Did you do it? Did you get out of bed this morning and go to work? Did you wake up to the sound of your alarm splitting your head open at an ungodly hour and think for a moment that the world was ending? Are you ten hours into a New Year’s detox that has so far included the unlikely ingestion of a triple shot latte, peanut butter bagel and three milk chocolate digestives? Don’t worry, you’re not alone.

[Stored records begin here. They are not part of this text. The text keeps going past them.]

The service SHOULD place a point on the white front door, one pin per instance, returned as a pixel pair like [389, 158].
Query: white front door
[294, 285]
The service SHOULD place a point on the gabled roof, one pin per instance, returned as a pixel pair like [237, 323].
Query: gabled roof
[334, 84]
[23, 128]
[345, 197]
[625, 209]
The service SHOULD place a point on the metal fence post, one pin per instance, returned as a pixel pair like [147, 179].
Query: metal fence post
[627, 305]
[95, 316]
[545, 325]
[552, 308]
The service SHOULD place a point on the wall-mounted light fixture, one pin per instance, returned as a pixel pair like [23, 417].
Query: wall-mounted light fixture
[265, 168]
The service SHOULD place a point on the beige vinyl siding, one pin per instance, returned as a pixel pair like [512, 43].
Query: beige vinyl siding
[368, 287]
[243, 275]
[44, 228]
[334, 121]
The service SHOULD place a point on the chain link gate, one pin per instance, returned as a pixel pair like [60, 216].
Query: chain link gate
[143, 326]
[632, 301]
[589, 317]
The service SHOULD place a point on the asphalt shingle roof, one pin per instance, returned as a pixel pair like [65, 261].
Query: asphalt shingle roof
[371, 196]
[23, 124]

Today is, of course, one of the most depressing days of the year, (’Grumpy Monday’ in my house), being the first day back at work after the silly season. And to fall on a Monday, rather than a much more palatable Thursday or Friday… The injustice! The horror! The downright dirty tactics of the whole miserable business! It’s enough to make you want to call in sick and spend the day wallowing in your pyjamas and watching endless hours of telly and fighting with your family. As if you hadn’t been doing that non-stop for the past two weeks. (Which is probably the only thing that got you out of bed and out into the astonishing cold this morning: the thought of peace and quiet at work, after the last week at your in-laws’ house in god knows where, being asked every two minutes by your mother-in-law if you want a cup of tea, and being given the evil eye by a golden Labrador who you are pretty sure is planning to kill you in your sleep for the unjustifiable crime of sitting in their favourite spot on the settee while they wallow in the drafty hallway).

Try to look on the positive side of this dreary day: now that you are back in civilisation, you can order a cappuccino and get more than a lukewarm instant coffee! You can enjoy Wi-Fi! You can read a newspaper without being given suspicious looks! And you have at least another 11 months before beginning the interminable argument with your other half over where to spend Christmas! (One word: MEXICO).

So forget how much you charged to your Amex over the past few weeks, stop worrying about the drunken conversations you had with your co-workers at the Christmas party, and begin the process of repressing the memory of eating an entire banoffee pie on Boxing Day while drunk on port. ‘Tis the season for a new you! No, that headache is not a brain tumour, it’s just withdrawal from all the fun you’ve been having over the past two weeks. I have a feeling that 2010 is going to be a cracker of a year, so take today to be grumpy, but tomorrow, it’s on, baby!